When’s The Last Time You Drove Down King Street? – Ward 33 E-Blast May 18th

Before we discuss the King Street Pilot Project that you are hearing so much about on the radio, I must insist that we first set the scene. Ask yourself the following questions and write down the answers, honestly, on a small piece of paper:

1) When was the last time you drove along King Street between Jarvis and Bathurst Streets?

2) How many times in the last week, month and year?

3) When you do, what distance do you travel along this stretch: 1 or 2 blocks, 3 blocks, the whole stretch between Jarvis and Bathurst?

In Toronto when a major transportation decision must be made, city staff make two big mistakes. First, is limiting outreach to the local surrounding community where the change is to be made, most often a downtown location. They don’t go to the car reliant suburbs where residents are most likely to be misinformed by media and then overreact. The second mistake city staff make is providing the media with inadequate materials to illustrate what is being proposed. This leaves agenda-driven media outlets with the ability to have a field day attacking the proposal and still maintain their integrity.

The mistake of ignoring the suburban driver is, of course, being made again tonight when the biggest and final consultation takes place. The meeting will be held in the downtown Intercontinental Hotel Ballroom. Watch the video:

So, now take another look at that piece of paper with your answers on it. City Staff did a bit of surveying to discover that, for the most part, cars have already abandoned this stretch of King St. Because it is so congested we tend to enter and exit it only briefly, to drop off theatre & restaurant patrons. Parking lot entrances all tend to be on the side streets which are our usual destinations. Trucks and taxis make up most of the vehicle traffic, delivering restaurant supplies, diners and theatre patrons. Do the answers you wrote down about your own travel reflect that to any degree?

Toronto staff are proposing a pilot that reflects the information above. It redesigns the street to move the City’s most heavily loaded streetcars efficiently through this stretch of road while continuing to allow some on-street parking plus more efficient pickup and delivery and short-stretch car travel. It allows streetcars to unload large numbers of King St transit riders more safely and quickly, getting them out of other vehicles’ way. Staff propose the pilot operate for one year in order to gather data for four complete seasons. Have a look.

The illustration above attempts to explain the King Street Pilot Proposal. It demonstrates the mistakes the city makes in communications perfectly. The drawing does not reflect the scale of any of the blocks from Bathurst to Jarvis. Continually, while I was getting my briefing, a staff member would interject, “Keep in mind this is not to scale.” Why the hell isn’t it? If we are about to enter into a city-wide debate and the drawing is likely to bounce all over the internet, shouldn’t it illustrate precisely how my driving experience will change?

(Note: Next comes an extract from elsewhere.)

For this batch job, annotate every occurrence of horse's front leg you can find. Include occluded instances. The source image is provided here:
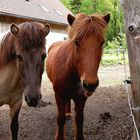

All week long I have been listening to AM talk radio describe the proposal incorrectly and who can blame them.

The best way to understand the drawing, year-long proposal and the data that led to it, is to attend a consultation and have the fancy little illustration explained in person. You likely won’t go down to Front Street tonight to attend and since you won’t, I hope your answers to the questions above were similar to mine. That is: Hardly ever unless I’m in a cab and never more than a block or two.